I dissent. Convicted of larceny and unlawful entry, the accused contends that the military judge erred in refusing to suppress the fruits of a search and that the evidence is insufficient to establish an unlawful entry. In my opinion the fruits of a lawful search incident to an apprehension based on probable cause were properly admitted in evidence. The evidence of record, however, does not establish that the accused’s entry was unlawful.

PROBABLE CAUSE

I disagree with the conclusion of the majority that the agent who apprehended the accused lacked probable cause. The information known to the arresting officer must show facts, not conclusions, that establish probable cause. Such information, however, is not intended to establish the existence of guilt either prima facie or beyond a reasonable doubt, but only to establish that the probabilities weigh in the Government’s favor, and thus justify the apprehension. See United States v. Scarborough, 23 U.S.C.M.A. 51, 48 C.M.R. 522 (1974). In determining whether probable cause has been shown, courts must not be hypertechnical. Id., citing United States v. Ventresca, 380 U.S. *871102, 108, 85 S.Ct. 741, 13 L.Ed.2d 684 (1965). In dealing with probable cause, we deal with probabilities. These are not technical, they are factual and practical considerations on which reasonable and prudent men, not legal technicians act. Brinegar v. United States, 338 U.S. 160, 175, 69 S.Ct. 1302, 93 L.Ed. 1879 (1949). The question is not whether a better showing of probable cause could have been made, but whether one in fact was made. United States v. Scarborough, supra; United States v. Leyva, 4 M.J. 690 (N.C.M.R.1977), pet. granted on other grounds, 5 M.J. 19 (C.M.A.1978).

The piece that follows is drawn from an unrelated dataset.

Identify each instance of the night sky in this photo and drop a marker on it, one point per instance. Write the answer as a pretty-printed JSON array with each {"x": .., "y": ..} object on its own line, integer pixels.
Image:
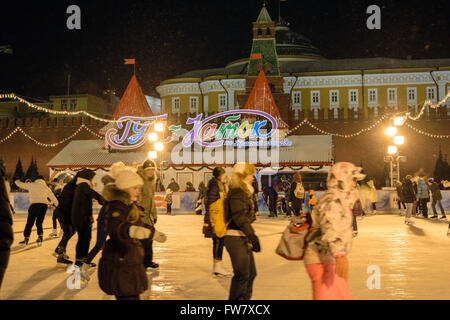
[{"x": 169, "y": 37}]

The agent who apprehended the accused in this case was justified. He knew that the accused had been in the vicinity at the time of the theft and had prior financial problems which furnished a motive for the crime. The accused had difficulty in accounting for his whereabouts and appeared to be extremely nervous when questioned by the agent. The agent had eliminated his only other suspect, a sergeant, after personally searching him with negative results and receiving a reasonable account of his whereabouts. He did not believe that any person who was assigned to a section other than the accused’s and the sergeant’s committed the crime because he would have been unfamiliar with the area, unaware that the victim had left his money in the room, or afraid to break into the room not knowing when the members of the section would return. Although further investigation might have established a better showing of probable cause, the facts known to the agent were sufficient to warrant a prudent man in believing that the accused had committed the crime and consequently established probable cause for his apprehension.

UNLAWFUL ENTRY

The accused contends that the evidence was insufficient to establish that his entry into his section’s training room, where the larceny occurred, was unlawful because the record does not establish that the individual who padlocked the door to the room had authority to do so. The accused entered through an unlocked window in order to find a cigarette. The nature of the room, the status of the accused, and the time and purpose of his entry tend to indicate a lawful entry. The padlocked door and the method of entry indicate the opposite. In the absence of additional evidence showing that the accused was not authorized to enter at the time, the record does not establish the unlawfulness of his entry beyond a reasonable doubt. See United States v. Williams, 4 U.S.C.M.A. 214, 15 C.M.R. 241 (1954).

Accordingly, I would affirm the findings of guilty of Charge I alleging larceny, disapprove the finding of guilty of Charge II alleging unlawful entry, and reassess the sentence.